Better military equipment might suggest greater participation in UN peacekeeping missions, perhaps as a way of keeping an army active in a context of a lack of regional deployments. However, of the total of 82,480 troops in the fourteen UN peacekeeping missions at the beginning of 2020, 2,473 came from Latin American countries, which represents only 3 per cent of the total contingent. Moreover, almost half of staff was contributed by one country, Uruguay (45.5% of regional troops). Another small country, El Salvador (12%), is the next most committed to missions, while large countries are under-represented, notably Mexico.

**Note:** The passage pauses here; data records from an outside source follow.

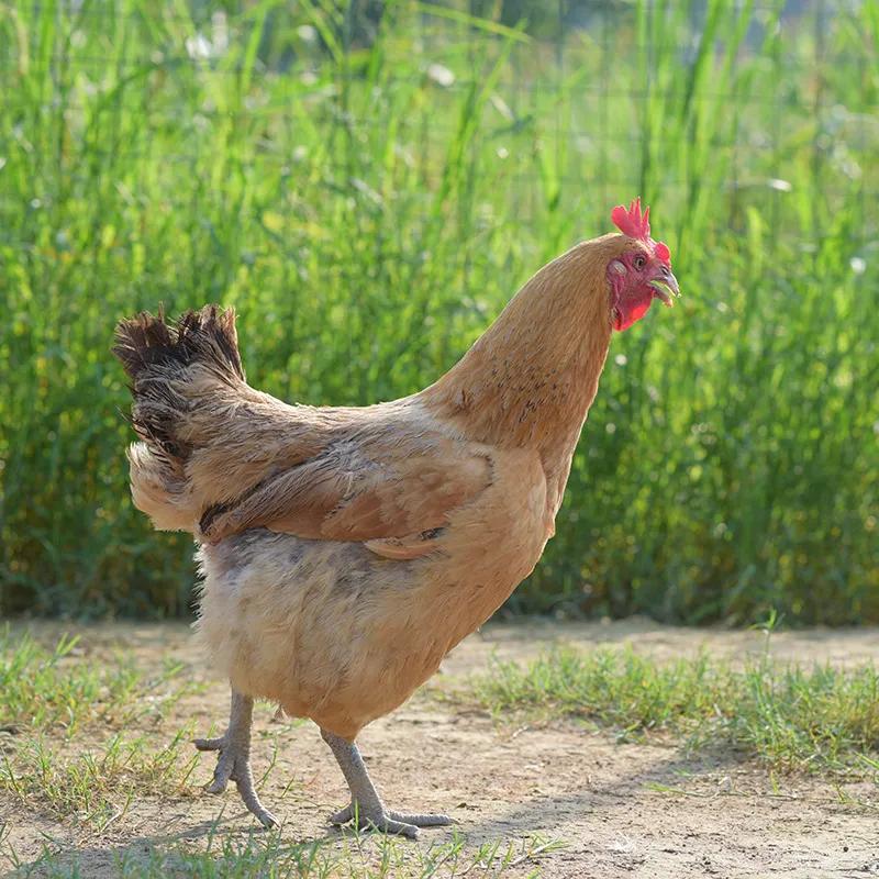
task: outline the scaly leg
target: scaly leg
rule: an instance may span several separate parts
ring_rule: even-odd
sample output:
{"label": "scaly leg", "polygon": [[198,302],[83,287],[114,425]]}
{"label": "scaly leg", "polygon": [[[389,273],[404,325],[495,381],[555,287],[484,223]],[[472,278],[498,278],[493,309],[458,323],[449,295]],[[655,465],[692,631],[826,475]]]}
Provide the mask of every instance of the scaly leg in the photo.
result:
{"label": "scaly leg", "polygon": [[369,778],[369,772],[366,771],[357,745],[354,742],[346,742],[326,730],[321,730],[321,735],[323,741],[330,745],[330,749],[342,769],[342,775],[345,776],[345,781],[351,788],[351,805],[346,805],[341,812],[331,815],[331,823],[347,824],[356,814],[357,824],[361,828],[374,827],[383,833],[399,833],[411,839],[418,838],[419,827],[438,827],[453,823],[448,815],[408,815],[385,809],[385,804]]}
{"label": "scaly leg", "polygon": [[264,809],[254,789],[251,772],[251,723],[254,700],[232,690],[232,709],[229,714],[229,728],[220,738],[197,738],[192,744],[199,750],[219,750],[213,782],[208,793],[222,793],[230,779],[235,782],[238,793],[248,811],[253,812],[264,827],[274,827],[278,821]]}

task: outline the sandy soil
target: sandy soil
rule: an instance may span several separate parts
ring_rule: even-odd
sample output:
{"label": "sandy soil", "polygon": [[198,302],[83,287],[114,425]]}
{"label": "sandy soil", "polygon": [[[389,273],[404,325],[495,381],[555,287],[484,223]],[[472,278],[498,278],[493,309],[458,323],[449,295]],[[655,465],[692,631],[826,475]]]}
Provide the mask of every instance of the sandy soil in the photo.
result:
{"label": "sandy soil", "polygon": [[[58,632],[46,624],[35,628],[44,637]],[[99,626],[82,635],[86,650],[122,647],[147,664],[170,654],[191,664],[192,675],[208,679],[182,625]],[[483,668],[492,653],[527,658],[559,641],[631,644],[659,657],[705,647],[738,659],[766,648],[759,633],[682,630],[638,620],[496,624],[454,652],[443,680]],[[781,659],[859,664],[879,659],[879,631],[781,633],[772,636],[769,650]],[[203,694],[180,705],[177,722],[191,716],[207,733],[212,724],[223,724],[226,700],[224,685],[212,681]],[[257,778],[277,743],[277,764],[262,794],[283,822],[285,837],[296,842],[336,834],[325,817],[344,803],[346,790],[316,728],[272,721],[270,706],[264,705],[256,731]],[[772,779],[732,756],[693,758],[661,741],[616,743],[608,732],[568,722],[499,726],[481,712],[423,694],[367,728],[360,746],[389,804],[452,813],[468,846],[534,833],[565,841],[563,850],[504,876],[530,876],[536,867],[553,879],[879,876],[879,791],[870,782],[841,789],[802,776]],[[213,757],[202,756],[196,780],[207,782],[212,769]],[[223,834],[245,837],[254,828],[234,791],[222,798],[140,799],[98,837],[69,822],[29,814],[0,794],[0,820],[9,823],[8,842],[24,864],[37,857],[47,834],[60,847],[79,852],[87,877],[113,876],[113,858],[122,852],[203,837],[222,808]],[[418,845],[449,837],[450,831],[423,831]],[[0,860],[0,869],[7,866]]]}

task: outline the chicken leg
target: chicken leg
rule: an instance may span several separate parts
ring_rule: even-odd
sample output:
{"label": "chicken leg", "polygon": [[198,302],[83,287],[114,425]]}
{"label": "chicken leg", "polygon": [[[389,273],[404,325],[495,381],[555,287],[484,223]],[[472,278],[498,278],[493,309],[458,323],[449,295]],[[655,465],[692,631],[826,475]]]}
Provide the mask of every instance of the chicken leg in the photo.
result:
{"label": "chicken leg", "polygon": [[366,771],[357,745],[323,728],[321,735],[330,745],[351,788],[351,804],[330,816],[332,824],[347,824],[356,816],[357,826],[360,828],[371,827],[382,833],[397,833],[416,839],[419,827],[439,827],[453,823],[448,815],[409,815],[387,810],[369,778],[369,772]]}
{"label": "chicken leg", "polygon": [[232,690],[229,728],[219,738],[197,738],[192,744],[199,750],[219,750],[213,781],[208,793],[222,793],[230,779],[235,782],[241,799],[264,827],[274,827],[278,821],[259,802],[251,771],[251,724],[254,700]]}

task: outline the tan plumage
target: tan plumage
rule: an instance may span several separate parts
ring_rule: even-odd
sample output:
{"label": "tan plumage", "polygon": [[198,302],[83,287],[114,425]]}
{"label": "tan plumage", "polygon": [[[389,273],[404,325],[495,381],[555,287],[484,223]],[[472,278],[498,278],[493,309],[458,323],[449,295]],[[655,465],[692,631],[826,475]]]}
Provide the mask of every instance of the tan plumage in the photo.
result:
{"label": "tan plumage", "polygon": [[605,235],[538,271],[445,376],[366,408],[251,388],[234,316],[124,321],[135,504],[201,543],[199,631],[233,688],[352,742],[534,568],[611,337]]}

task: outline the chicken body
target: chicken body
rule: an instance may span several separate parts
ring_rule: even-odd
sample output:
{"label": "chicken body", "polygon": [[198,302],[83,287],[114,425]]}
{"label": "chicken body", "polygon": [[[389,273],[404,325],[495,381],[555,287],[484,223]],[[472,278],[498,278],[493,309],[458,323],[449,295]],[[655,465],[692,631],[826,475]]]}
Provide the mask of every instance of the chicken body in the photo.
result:
{"label": "chicken body", "polygon": [[234,779],[248,808],[274,821],[249,776],[251,700],[260,697],[321,727],[352,789],[336,820],[359,813],[408,835],[448,821],[386,810],[355,738],[534,568],[611,329],[627,325],[626,303],[646,311],[658,278],[677,289],[646,240],[577,245],[437,382],[363,409],[255,391],[230,312],[190,313],[176,329],[151,315],[120,325],[141,437],[133,497],[158,527],[200,543],[198,631],[232,683],[226,735],[197,743],[221,752],[214,790]]}
{"label": "chicken body", "polygon": [[199,630],[232,686],[348,741],[401,704],[527,576],[548,538],[537,457],[488,460],[491,485],[416,558],[264,528],[202,546]]}

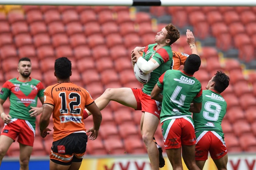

In terms of public safety, 2019 brought the good news of a reduction in homicides in Brazil, which fell by 19.2% compared to the previous year, in contrast to what happened in Mexico, where they rose by 2.5%. If in his first year as president, Jair Bolsonaro scored an important achievement, thanks to the management of the super security minister Sérgio Moro (a success tarnished by the increase in accidental deaths in police operations), in his first year Andrés Manuel López Obrador failed to fulfil one of his main electoral promises and was unable to break the upward trend in homicides that has invariably occurred annually throughout the terms of office of his two predecessors.
In terms of the fight against drug trafficking, 2019 saw two particularly positive developments. On the one hand, coca crops were eradicated for the first time in the VRAEM, Peru's largest production area. Given its difficult accessibility and the presence of Shining Path strongholds, the area had previously been excluded from the operations of subject. On the other hand, the change of presidency in Bolivia meant, according to the US, a greater commitment by the new authorities to combat illicit coca cultivation and interdict drug shipments coming from Peru. In recent years Bolivia has become the major cocaine distributor in the southern half of South America, connecting Peruvian and Bolivian production with the markets of Argentina and especially Brazil, and with its export ports to Europe.